Con i titoli fuorvianti non si fa informazione

Gentile direttore,
stiamo vivendo un periodo storico difficile, nel quale l'emotività e la percezione soggettiva degli eventi che stiamo affrontando fanno da padrone. Le notizie vere o false si susseguono alla velocità della luce, così come le opinioni di persone più o meno accreditate. Ognuno di noi ha (purtroppo o per fortuna) la libertà di scegliere le notizie alle quali dare credito e quali comportamenti tenere di conseguenza.

Anche i giornali hanno la libertà di scegliere quali notizie dare e come darle, perfino di sceglierne i titoli. So che i giornali hanno bisogno di vendere e che in questo mare tempestoso di giornali online, notizie, post e social, vince chi riesce, in poche parole, a dire qualcosa d'effetto, che catturi l'attenzione. Ma credo anche che i giornali abbiano una responsabilità enorme nel formare una società informata, che sappia ragionare e dibattere sui temi in maniera profonda, e credo che i giornalisti abbiano, in questo senso, un grandissimo potere.

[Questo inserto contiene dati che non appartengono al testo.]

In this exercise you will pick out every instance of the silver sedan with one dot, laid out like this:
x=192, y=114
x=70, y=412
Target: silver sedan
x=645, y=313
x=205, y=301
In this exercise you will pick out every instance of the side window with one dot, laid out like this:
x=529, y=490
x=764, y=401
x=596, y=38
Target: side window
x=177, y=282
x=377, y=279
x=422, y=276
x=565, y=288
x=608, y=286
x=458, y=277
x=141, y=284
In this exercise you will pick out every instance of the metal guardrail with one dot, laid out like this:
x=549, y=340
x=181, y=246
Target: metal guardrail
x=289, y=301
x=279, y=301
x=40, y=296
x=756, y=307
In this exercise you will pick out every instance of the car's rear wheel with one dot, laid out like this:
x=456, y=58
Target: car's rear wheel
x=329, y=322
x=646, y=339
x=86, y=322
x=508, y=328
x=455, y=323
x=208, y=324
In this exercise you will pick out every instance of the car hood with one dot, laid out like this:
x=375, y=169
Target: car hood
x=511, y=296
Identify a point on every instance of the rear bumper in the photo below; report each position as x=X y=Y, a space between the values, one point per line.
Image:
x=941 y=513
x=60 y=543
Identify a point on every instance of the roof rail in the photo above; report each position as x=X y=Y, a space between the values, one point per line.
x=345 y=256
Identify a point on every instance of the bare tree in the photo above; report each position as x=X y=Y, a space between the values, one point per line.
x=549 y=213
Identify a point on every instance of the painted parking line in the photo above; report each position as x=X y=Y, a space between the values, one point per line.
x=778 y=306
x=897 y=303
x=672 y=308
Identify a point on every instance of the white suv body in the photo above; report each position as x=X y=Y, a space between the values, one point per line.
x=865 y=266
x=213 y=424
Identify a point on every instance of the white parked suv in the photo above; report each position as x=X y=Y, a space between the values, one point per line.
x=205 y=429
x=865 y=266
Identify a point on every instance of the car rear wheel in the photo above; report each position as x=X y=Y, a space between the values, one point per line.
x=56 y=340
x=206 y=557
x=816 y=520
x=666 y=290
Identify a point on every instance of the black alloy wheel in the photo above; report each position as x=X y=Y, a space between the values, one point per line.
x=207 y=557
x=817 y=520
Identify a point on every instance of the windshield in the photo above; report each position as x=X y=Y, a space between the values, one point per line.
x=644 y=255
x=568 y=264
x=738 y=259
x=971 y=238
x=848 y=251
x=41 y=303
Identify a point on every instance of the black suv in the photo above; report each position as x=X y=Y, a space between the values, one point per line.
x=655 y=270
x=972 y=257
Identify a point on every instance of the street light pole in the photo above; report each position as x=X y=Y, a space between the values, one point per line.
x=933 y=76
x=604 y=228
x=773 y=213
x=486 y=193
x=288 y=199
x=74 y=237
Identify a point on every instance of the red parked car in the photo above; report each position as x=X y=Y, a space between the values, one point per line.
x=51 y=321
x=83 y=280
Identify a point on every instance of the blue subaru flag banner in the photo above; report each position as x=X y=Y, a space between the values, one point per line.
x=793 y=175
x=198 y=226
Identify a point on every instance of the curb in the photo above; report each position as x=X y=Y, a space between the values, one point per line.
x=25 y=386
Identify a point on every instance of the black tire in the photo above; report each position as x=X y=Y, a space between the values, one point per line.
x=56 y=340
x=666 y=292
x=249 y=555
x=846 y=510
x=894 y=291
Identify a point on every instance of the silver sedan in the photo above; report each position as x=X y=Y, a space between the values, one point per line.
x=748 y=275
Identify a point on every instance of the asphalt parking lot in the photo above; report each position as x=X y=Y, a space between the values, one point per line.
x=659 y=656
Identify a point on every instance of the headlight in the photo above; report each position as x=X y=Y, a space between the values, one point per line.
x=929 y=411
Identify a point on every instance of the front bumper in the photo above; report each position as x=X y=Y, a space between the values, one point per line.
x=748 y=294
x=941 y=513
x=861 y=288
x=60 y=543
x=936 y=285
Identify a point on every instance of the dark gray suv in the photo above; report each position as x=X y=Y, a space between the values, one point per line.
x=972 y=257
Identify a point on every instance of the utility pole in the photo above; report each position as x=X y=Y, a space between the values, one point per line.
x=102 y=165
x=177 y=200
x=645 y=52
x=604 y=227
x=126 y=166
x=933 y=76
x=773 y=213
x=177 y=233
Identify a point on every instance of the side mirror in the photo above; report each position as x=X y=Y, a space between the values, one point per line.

Mi è salito un moto di rabbia quando, sul sito de l'Adige online ho letto il titolo «Positiva una dottoressa vaccinata contro Covid-19 appena sei giorni fa». Certo l'articolo, al suo interno, spiegava che ciò può succedere perché l'immunità è garantita solo dopo la seconda dose, ma sappiamo tutti che gran parte della gente leggerà solo il titolo, e questo porterà alla diffusione di fake news e aumenterà la percezione di pericolo, di paura o di scetticismo a seconda delle idee del lettore.

In un periodo delicato come questo, perché andare a fomentare idee sbagliate e teorie scientificamente non provate attraverso titoli fuorvianti? Certo possiamo chiudere gli occhi e dirci innocenti, non è certo colpa del giornale se la gente non legge poi l'articolo per intero. Vero, ma non prendiamoci in giro, i titoli non vengono mai scelti a caso e stento a credere in un'innocente ingenuità. Se vogliamo formare una società intellettualmente sveglia e capace, dobbiamo iniziare dal dare una lettura chiara degli eventi a partire dai titoli.

Da lettrice de l'Adige, mi dispiace notare come ci si adegui invece di provare con coraggio (o solamente con onestà) a fare la differenza.

Beatrice Agostini - Trento


 

La fretta non è mai una buona consigliera.

La ringrazio per la preziosa osservazione. Mi creda, ogni giorno - con modestia, ma anche con grande attenzione, consapevoli di quanto pesi ogni singola parola - cerchiamo di fare la differenza. Se in questa occasione non ci siamo riusciti mi scuso dunque con lei e con i lettori. Mi pare che la nostra battaglia contro ogni notizia falsa e contro le degenerazioni di una certa "informazione" rispetto ai vaccini sia abbastanza evidente.

Nello specifico parliamo semmai di una notizia che data con un certo titolo (anche se sul giornale abbiamo subito cercato di fare un titolo più chiaro, avendo più tempo per essere ancor più precisi) si poteva effettivamente prestare a dei fraintendimenti.

A volte, più che innocente (o non innocente) ingenuità, c'è il semplice e almeno sulla carta lodevole desiderio di dare una notizia prima degli altri. E la fretta non è mai una buona consigliera.

Certo, i giornali sono anche un prodotto che ogni giorno va scelto e acquistato in edicola, ma, davvero, non abbiamo bisogno di titoli che ci facciano vendere una copia in più. Il che non vuol dire che non capiti anche a noi di sbagliare il taglio da dare a un titolo o a una notizia. Dunque faccio tesoro del suo consiglio.